Lebih lanjut dirinya menambahkan bahwa beberapa ormas ditanah air sudah mempunyai divisi cyber army tersendiri yang berfungsi menyebarkan pesan-pesan tertentu guna kepentingan politiknya. Pemerintah perlu mewaspadai potensi penyebaran paham radikal dan khilafah oleh ormas-ormas terlarang yang sebelumnya telah terbukti melanggar hukum, seperti eks ormas HTI dan FPI. Jangan sampai ormas-ormas terlarang tersebut menggunkan metode cyber propaganda sebagai bentuk dari metode asymetrik guna cyber radikalisme.

“Beberapa ormas sudah mempunyai divisi cyber army tersendiri guna menyebarkan pesan-pesan tertentu untuk kepentingan politiknya.

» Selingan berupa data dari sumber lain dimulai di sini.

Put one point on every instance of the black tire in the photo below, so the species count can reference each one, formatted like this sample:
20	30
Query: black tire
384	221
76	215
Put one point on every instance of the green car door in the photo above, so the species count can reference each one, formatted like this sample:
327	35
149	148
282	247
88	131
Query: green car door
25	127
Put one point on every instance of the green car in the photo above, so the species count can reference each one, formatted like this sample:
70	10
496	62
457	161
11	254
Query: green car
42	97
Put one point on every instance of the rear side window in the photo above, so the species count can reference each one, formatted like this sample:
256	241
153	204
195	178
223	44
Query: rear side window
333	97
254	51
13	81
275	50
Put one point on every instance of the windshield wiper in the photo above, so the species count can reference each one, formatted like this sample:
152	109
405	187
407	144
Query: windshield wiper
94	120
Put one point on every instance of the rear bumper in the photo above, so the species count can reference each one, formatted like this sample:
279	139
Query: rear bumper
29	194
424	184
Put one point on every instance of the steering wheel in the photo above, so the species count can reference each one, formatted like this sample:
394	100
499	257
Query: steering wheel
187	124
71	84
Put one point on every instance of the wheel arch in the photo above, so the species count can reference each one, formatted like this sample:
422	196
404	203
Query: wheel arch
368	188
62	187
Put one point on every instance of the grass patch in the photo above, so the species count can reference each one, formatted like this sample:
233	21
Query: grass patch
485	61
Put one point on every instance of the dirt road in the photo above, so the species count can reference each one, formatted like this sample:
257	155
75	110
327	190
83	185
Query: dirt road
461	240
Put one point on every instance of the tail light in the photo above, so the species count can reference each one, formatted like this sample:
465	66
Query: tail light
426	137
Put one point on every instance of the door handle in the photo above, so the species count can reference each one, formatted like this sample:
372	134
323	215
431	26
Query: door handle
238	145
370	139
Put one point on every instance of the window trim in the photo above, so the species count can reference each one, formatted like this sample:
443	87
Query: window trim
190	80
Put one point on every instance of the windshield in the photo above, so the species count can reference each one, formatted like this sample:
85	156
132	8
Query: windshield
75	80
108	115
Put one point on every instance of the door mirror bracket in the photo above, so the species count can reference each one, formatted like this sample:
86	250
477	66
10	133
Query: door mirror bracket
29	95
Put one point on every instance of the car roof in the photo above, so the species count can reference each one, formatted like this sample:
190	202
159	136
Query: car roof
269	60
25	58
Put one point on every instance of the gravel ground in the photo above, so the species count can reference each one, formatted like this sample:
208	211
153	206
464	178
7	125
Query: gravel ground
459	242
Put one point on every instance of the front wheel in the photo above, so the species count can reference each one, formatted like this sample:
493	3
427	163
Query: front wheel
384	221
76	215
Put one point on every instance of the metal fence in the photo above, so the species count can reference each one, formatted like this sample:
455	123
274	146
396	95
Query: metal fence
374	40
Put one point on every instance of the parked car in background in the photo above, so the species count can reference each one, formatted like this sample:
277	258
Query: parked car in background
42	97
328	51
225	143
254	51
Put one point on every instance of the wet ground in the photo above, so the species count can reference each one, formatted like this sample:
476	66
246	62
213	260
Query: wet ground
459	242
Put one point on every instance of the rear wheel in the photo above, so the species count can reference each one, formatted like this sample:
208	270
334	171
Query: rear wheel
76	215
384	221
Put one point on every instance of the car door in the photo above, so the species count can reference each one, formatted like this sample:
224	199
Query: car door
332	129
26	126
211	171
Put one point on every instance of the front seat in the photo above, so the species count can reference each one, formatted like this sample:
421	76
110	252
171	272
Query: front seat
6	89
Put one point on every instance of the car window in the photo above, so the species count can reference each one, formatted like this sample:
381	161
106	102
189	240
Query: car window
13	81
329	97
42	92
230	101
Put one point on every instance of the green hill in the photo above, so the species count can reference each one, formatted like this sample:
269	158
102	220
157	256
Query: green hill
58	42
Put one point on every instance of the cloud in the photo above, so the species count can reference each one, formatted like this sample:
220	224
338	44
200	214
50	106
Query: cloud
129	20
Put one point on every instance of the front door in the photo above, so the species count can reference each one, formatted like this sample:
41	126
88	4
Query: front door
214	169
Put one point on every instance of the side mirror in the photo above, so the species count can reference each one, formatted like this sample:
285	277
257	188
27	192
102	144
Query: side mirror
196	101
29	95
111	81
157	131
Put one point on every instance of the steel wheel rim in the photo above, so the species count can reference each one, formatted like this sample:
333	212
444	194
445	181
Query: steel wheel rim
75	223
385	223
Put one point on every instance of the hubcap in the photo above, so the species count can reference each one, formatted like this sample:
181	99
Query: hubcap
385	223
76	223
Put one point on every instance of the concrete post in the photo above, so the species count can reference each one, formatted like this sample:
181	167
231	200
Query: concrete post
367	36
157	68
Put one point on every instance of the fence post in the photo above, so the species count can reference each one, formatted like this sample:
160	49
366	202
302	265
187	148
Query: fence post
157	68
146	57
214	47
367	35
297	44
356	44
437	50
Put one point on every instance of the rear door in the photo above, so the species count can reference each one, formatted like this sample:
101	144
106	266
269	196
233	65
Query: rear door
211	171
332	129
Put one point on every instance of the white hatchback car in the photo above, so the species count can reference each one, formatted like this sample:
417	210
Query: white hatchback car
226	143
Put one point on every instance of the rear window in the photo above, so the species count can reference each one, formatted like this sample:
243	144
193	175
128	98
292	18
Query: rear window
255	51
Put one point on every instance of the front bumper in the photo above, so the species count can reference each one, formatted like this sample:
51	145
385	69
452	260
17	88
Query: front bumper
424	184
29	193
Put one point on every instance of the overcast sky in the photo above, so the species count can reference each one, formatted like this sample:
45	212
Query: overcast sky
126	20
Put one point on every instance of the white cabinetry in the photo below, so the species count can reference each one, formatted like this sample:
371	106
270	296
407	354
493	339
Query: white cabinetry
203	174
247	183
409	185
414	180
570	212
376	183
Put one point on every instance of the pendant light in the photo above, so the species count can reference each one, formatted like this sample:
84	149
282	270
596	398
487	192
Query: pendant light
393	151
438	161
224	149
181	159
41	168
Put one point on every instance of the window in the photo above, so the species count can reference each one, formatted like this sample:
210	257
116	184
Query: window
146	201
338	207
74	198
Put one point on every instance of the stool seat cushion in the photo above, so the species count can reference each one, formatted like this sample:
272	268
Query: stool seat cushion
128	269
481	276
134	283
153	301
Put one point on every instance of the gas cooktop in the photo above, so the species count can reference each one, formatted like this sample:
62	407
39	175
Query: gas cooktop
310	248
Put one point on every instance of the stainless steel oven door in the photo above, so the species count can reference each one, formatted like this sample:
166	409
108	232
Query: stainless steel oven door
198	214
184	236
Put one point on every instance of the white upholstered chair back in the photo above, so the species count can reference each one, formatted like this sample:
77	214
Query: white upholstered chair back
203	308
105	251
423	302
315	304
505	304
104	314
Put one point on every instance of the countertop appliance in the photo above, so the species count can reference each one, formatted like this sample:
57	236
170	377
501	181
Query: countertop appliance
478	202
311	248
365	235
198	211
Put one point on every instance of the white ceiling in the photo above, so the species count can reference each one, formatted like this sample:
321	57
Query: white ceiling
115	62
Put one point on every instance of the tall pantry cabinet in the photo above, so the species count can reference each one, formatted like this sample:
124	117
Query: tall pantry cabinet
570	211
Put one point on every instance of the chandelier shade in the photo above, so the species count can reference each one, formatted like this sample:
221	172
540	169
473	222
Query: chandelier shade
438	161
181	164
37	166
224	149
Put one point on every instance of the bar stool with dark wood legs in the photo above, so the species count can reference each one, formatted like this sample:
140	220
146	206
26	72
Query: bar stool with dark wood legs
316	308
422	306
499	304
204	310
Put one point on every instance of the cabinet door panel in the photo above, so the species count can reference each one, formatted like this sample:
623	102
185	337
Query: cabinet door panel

Pemerintah perlu mewaspadai potensi penyebaran paham radikal dan khilafah oleh ormas terlarang yang sebelumnya telah terbukti melanggar hukum, seperti eks ormas HTI dan FPI. Jangan sampai ormas-ormas terlarang tersebut menggunkan cyber propaganda sebagai bentuk dari metode asymetrik guna cyber radikalisme”, ujar Jim.